The paper introduces a potential outcome framework to model the interference caused by data training loops in A/B tests. It demonstrates that the standard data-driven pipeline in recommendation systems, where user interactions are fed back into the training of machine learning models, can lead to violations of the Standard Unit Treatment Value Assumption (SUTVA) and introduce bias in A/B test estimates.
To address this challenge, the paper proposes a weighted training approach. The key idea is to train an additional model that predicts the probability of each data point appearing in either the treatment or control group. These predicted probabilities are then used to assign weights to the training data, allowing the machine learning models to be trained in a way that effectively recovers the original treatment and control data distributions.

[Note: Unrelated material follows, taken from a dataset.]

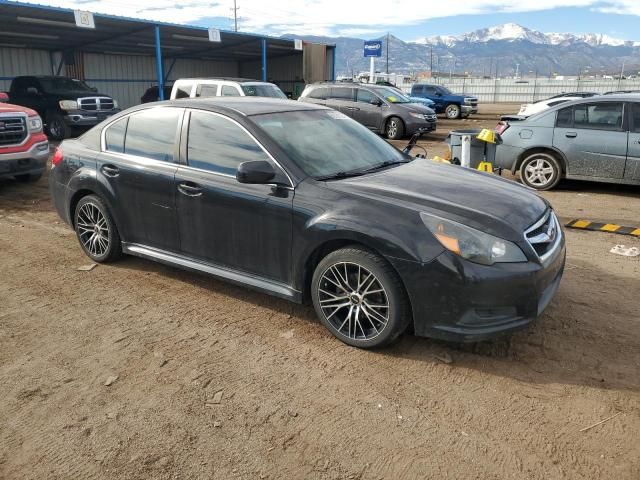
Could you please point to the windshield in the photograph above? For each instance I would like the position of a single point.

The paper provides theoretical justification for the proposed approach, showing that the weighted training method achieves the minimum variance among all estimators that do not cause shifts in the training distributions. Extensive simulation studies demonstrate the lower bias and variance of the weighted training approach compared to other methods, such as data pooling, snapshot, and data splitting.
The paper also discusses the potential limitations of the data splitting method, which may suffer from high variance due to reduced data efficiency and compromised external validity. Additionally, the weighted training approach is shown to incur only slightly higher experimentation costs compared to the global treatment and control regimes, while the data splitting method exhibits the highest costs.